コロナウイルス禍に伴う営業自粛要請やSTAY HOMEの流れを受け、バー業界も大きなダメージを受けている。酒販免許の一時緩和で、“カクテルキット”のテイクアウトは可能になったが、カクテルの販売には「酒造免許」が必要だ。カクテルキットも、酒類が含まれる場合は都道府県内の販売に限られるという規制があった。

バーならではの価値であるカクテルで、できることはないか。さまざまな可能性を模索する中、「リキュール免許を取得している会社なら、課税商品の混和・商品化が可能」とわかり、「ボトルドカクテル」の開発に踏み切ったのが、スピリッツ&シェアリングCEO南雲主于三氏だ。「旨味ビターズ」などを展開するJCCエージェントの山崎勇貴氏と6月、ボトルカクテル第一弾となる「ブリティッシュ・ネグローニ」(500ml/4,800円)を限定発売した。

これに先駆けて、3月には「日本初」となるボトルドカクテルを「ボクテル」として発売したのが、ザ・リッツ・カールトン東京だ。第一弾「ボクテル」は「ザ・リッツ・スプリッツ」(350ml/5,000円)。「目新しく実験的なアプローチを追求するカクテルのトレンドというべき新たなスタイル」(料飲部長ジェレミー・エヴラール氏)。ギフトボックスに入れて販売するほか、レストランやカフェでも提供。7月には「ボクテル」第二弾となる「コニャック・オールド・ファッション」をリリースした。

〈「バーテンダーのクリエイティビティとプレミアム素材」という付加価値〉
「ボトルドカクテル」への参入は加速している。7月8日には、WEBマガジン「BAR TIMES」が購入型クラウドファンディングサイト「BAR TIMES LAB」を立ち上げ、第一弾となるプライベートブランド「バータイムズ ボトルカクテル」から、新宿「Bar Ben Fiddich」オーナーバーテンダー鹿山博康氏が監修した「BENFIDDICH MANHATTAN」(500ml/8,000円)を発売した。
新宿「Bar Ben Fiddich」オーナー鹿山博康氏(左)と、製造担当JCC山崎氏(右)

新宿「Bar Ben Fiddich」オーナー・鹿山博康氏(左)と、製造担当のJCC山崎氏(右)

コンセプトは「バーテンダーのスペシャリティ」というだけあり、鹿山氏が得意とする薬草酒を使ったオリジナリティあふれるカクテルだ。
 
さらに7月9日には、焼酎の蔵元である小正醸造がクラウドファウンディングサイト「MAKUAKE」で、「ボトルドカクテル」の新ブランド「BARTENDER CRAFT」を立ち上げた。小正醸造が製造するスピリッツをベースに、プロのバーテンダーの創造性を加えたカクテルで、ほうじ茶ジンをベースにダンデライオン・チョコレートのカカオニブを使った「#01CACAO&HOJI NEGRONI」と、桜島小みかんジンをベースにカシスリキュールとアペリティフワインを使った「#02FRAGRANT PARISIEN」を発売する(各1本入り飲み比べセット6,000円~)。

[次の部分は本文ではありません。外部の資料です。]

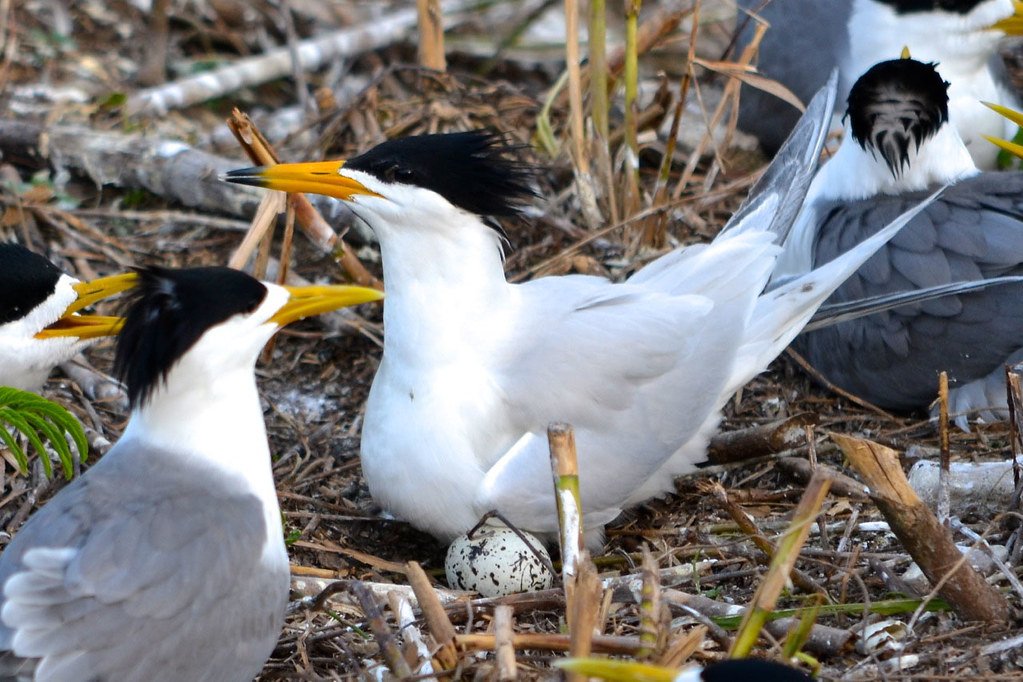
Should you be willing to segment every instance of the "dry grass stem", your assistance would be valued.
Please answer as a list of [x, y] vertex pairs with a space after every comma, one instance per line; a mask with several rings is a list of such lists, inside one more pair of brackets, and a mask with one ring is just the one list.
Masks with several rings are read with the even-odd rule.
[[831, 482], [824, 476], [816, 475], [810, 479], [806, 492], [793, 513], [792, 524], [779, 540], [767, 575], [761, 580], [753, 603], [743, 617], [743, 623], [739, 626], [739, 632], [729, 650], [730, 656], [744, 658], [753, 650], [767, 622], [767, 616], [774, 610], [778, 597], [789, 581], [792, 569], [799, 558], [799, 551], [810, 534], [810, 526], [820, 513], [830, 486]]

監修は、前者が虎ノ門ヒルズに新店「Memento mori」をオープンした南雲氏、後者は札幌の名店「the bar nano gould.」の富田健一氏

「#01CACAO&HOJI NEGRONI」「#02FRAGRANT PARISIEN」

「#01CACAO&HOJI NEGRONI」「#02FRAGRANT PARISIEN」

「ボトルドカクテル」展開の課題は、缶入りRTDとの差別化や付加価値をどう伝えるかだが、ボトル入り高級茶の成功例を考えると、「需要創造型」商品として期待できるのではないか。
 
「バーテンダーのクリエイティビティによるプレミアムな味わい」という価値で売る、理想的なビジネスモデルが構築できるかもしれない。
 
小正醸造も「家族や友人との団欒やオンライン飲み会に、一人での晩酌に。そのままで、ロックスタイルで、何かとミックスしてなど自由な発想で楽しむことができる」と提案する。
 
今後、フレッシュな果物や素材を使った冷蔵のボトルドカクテルや、プレミアムなお茶やコーヒーを使ったボトルドカクテルなどが出てくれば、さらに面白くなりそうだ。
 
バーは、店独自の世界観や非日常性の中で、オーダーメードのお酒や会話を楽しむ場所である。だが、これからは一流のバーテンダーが創る珠玉のカクテルが、どんなお店でも、家庭でも、アウトドアでも楽しめるようになる。さらに、日本のバーティンディングが世界的に注目される中、海外への展開も期待できそうだ。